National

N.J. business exec one of dozens vying to sell pot

MONTCLAIR, N.J. —After careers in human resources and business consulting, Marianne Bays is tired of the corporate world. The 57-year-old's choice for a change: trying to become one of New Jersey's first legal pot dealers.

In January, New Jersey became the 1 4th state to allow the sale and use of medical marijuana. The law goes into effect July 1, but it's expected to take several months before the state has regulations in place and the "alternative treatment centers" where patients will be able to get cannabis.

For now, Bays and others — perhaps dozens of them — are quietly setting up nonprofit groups that will apply to run the first treatment centers in the most populous state outside California to allow medical marijuana.

Bays has been telling family and friends about the new career, which she is planning when she's not working her temporary job helping run the Newark office for the U.S. Census.

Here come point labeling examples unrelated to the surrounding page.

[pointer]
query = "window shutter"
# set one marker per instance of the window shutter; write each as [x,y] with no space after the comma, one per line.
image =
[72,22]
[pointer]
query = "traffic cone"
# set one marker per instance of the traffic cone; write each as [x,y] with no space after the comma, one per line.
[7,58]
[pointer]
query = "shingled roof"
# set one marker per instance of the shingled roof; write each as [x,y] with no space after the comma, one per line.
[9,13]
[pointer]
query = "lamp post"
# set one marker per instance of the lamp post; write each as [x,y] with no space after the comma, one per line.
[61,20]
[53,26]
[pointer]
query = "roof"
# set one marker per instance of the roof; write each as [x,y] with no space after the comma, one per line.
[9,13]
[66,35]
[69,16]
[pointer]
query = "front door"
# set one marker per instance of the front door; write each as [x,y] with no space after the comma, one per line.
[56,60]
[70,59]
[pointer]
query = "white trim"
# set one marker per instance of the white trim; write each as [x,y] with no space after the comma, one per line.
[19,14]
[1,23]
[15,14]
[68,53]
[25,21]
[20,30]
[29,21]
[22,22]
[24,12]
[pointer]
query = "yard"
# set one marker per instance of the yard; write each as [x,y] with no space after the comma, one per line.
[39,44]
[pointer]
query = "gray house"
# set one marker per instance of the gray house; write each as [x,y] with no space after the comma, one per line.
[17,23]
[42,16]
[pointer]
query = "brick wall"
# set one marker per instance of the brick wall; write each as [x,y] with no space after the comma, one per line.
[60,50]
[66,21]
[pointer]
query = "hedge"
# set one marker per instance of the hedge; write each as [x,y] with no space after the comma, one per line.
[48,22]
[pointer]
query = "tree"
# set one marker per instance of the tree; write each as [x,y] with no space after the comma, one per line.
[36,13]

"So far, nobody's looked at me and said something negative to me about it," said Bays, who has a doctorate in business organization. "They've laughed."

The button-down Bays doesn't fit the "Pineapple Express" stereotype of a bud purveyor. There's no "420" sticker on her Acura. She loves gardening, but the only herbs she grows are culinary — like rosemary and basil.

She and her husband live in a spacious home in Montclair, a New York City suburb. She says marijuana has always been available in her social circles. But she said school and work never left her much time to indulge.

Over the last few years, she's learned that some family and friends have found marijuana to ease symptoms associated with conditions such as multiple sclerosis and migraines. The drug is used to treat pain, nausea and lack of appetite.

Regulations are not yet written, and Gov. Chris Christie, who says he supports the medical marijuana bill, is trying to win a delay to give his administration extra time to write them.